My Dad just completed his big RC Zero. Came out good! :thumbsup:


----------



## Ohio_Southpaw (Apr 26, 2005)

Good looking build! Is the prop the right scale? It looks small for an aircraft of that size, especially a fighter.


----------



## John P (Sep 1, 1999)

Yup, this is the place for it!
Nice Zeke!


----------



## StarshipClass (Aug 13, 2003)

Ohio_Southpaw said:


> Good looking build! Is the prop the right scale? It looks small for an aircraft of that size, especially a fighter.


I've always thought the Jap planes had too small props on them.  
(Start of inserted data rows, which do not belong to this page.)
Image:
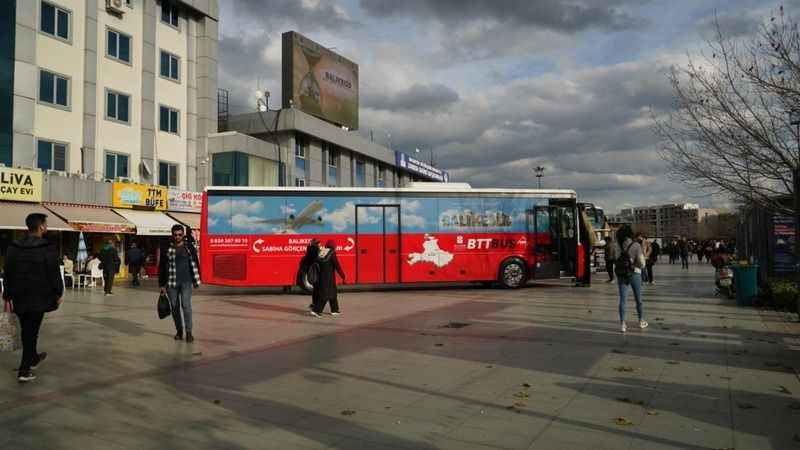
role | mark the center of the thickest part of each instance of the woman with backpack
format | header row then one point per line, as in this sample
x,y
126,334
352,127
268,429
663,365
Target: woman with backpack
x,y
324,270
628,268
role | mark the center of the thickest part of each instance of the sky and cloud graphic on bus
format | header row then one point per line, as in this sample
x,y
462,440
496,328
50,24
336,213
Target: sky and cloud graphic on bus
x,y
332,215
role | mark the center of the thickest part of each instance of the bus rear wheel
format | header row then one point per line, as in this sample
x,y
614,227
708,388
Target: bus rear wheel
x,y
513,274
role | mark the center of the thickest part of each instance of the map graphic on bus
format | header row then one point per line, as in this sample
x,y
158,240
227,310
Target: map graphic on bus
x,y
432,254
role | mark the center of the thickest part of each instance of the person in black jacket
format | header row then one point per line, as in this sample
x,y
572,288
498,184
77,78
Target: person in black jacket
x,y
178,272
134,259
33,287
109,264
325,288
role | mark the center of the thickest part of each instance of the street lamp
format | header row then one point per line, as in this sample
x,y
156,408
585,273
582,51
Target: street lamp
x,y
794,119
539,174
262,106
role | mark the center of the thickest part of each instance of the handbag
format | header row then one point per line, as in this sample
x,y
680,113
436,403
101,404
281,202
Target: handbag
x,y
9,330
164,306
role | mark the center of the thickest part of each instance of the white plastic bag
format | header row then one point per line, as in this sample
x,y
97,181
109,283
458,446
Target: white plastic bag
x,y
9,331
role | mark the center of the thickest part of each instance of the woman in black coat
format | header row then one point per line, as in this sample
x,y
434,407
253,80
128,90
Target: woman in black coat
x,y
325,288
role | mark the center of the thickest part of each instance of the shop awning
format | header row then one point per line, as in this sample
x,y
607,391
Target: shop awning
x,y
92,219
191,220
13,214
148,223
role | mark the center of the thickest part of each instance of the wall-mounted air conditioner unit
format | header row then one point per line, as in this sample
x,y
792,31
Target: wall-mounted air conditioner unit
x,y
115,6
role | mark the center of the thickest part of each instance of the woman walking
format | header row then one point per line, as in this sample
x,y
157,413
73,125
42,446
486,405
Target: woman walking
x,y
629,272
325,287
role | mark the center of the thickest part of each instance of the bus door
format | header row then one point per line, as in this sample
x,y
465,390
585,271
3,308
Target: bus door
x,y
377,244
554,235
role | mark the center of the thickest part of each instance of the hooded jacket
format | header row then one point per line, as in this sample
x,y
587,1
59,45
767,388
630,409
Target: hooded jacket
x,y
32,276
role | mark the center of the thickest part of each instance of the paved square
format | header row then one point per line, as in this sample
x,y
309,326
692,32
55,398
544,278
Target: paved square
x,y
538,368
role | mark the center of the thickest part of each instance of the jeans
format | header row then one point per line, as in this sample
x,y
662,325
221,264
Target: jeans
x,y
30,322
180,299
636,285
108,279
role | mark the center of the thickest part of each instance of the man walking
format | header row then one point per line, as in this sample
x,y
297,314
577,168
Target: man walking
x,y
109,264
134,260
179,271
33,287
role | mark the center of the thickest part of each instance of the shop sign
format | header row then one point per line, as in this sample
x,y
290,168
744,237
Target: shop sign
x,y
145,196
783,239
185,201
20,185
421,168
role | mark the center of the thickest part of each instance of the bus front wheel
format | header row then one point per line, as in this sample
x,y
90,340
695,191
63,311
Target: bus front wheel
x,y
513,274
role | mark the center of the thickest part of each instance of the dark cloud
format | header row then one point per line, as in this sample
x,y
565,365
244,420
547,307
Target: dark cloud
x,y
418,98
561,15
308,15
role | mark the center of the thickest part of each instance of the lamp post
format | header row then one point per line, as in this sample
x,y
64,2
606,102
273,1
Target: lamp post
x,y
794,119
262,105
539,174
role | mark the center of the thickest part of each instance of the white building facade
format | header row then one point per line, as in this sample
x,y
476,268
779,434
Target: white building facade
x,y
113,89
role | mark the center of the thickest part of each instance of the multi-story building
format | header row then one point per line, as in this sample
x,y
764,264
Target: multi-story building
x,y
665,221
108,89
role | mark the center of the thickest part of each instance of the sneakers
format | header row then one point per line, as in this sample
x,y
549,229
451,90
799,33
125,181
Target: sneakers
x,y
26,376
42,357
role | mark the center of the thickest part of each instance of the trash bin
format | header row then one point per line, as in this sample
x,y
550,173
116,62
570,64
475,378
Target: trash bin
x,y
746,282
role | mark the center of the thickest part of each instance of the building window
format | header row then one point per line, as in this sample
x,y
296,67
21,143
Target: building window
x,y
118,46
117,106
360,172
169,13
167,174
168,119
333,167
55,21
230,169
116,166
53,89
300,152
51,156
380,177
170,66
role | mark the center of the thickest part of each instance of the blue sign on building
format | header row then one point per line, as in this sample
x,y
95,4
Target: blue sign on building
x,y
420,168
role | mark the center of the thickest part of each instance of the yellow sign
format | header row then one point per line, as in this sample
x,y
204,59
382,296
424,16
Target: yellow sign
x,y
20,185
132,195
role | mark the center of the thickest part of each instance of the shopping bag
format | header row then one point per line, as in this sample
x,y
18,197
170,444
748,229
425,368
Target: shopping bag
x,y
9,330
164,307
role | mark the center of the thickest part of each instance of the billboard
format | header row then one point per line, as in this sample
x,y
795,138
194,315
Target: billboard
x,y
421,168
319,81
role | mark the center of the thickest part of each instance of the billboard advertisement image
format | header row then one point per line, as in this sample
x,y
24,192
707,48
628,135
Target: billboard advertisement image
x,y
319,81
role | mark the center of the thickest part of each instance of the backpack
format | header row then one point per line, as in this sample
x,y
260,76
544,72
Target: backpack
x,y
312,274
623,266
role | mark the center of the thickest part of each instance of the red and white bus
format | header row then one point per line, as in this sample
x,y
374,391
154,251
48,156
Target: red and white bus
x,y
430,232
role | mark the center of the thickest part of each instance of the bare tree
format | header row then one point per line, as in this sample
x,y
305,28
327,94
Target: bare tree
x,y
733,131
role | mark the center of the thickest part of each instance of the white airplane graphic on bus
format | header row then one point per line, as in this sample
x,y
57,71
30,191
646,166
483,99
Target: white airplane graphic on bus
x,y
293,223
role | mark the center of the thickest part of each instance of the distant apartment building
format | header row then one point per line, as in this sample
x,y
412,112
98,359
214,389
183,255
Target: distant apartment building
x,y
108,89
665,221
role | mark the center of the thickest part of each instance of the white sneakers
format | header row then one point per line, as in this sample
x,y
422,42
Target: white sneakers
x,y
642,324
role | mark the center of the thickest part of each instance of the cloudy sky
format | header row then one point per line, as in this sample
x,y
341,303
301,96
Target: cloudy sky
x,y
497,87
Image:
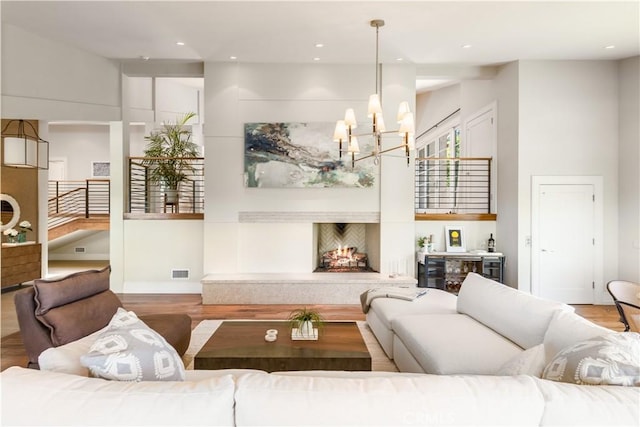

Great looking fighter! :thumbsup:


----------



## Midnightrun (Jul 3, 2006)

Have that, but with gray body style!!!

:thumbsup: ---Midnightrun--- :wave:


----------



## machine shop to (Dec 10, 2005)

Really nice RC! I have the book "Samurai" by Saburo Sakai. Now I need a Zero like your dad's for a companion to it!

:thumbsup: 

tom


----------



## Roguepink (Sep 18, 2003)

Heck yes, it's the right place! It's a model airplane that DOES something! I get so nervous when R/C guys look at my 1:72 stuff and start talking about tiny brushless motors and magnetic actuators...


----------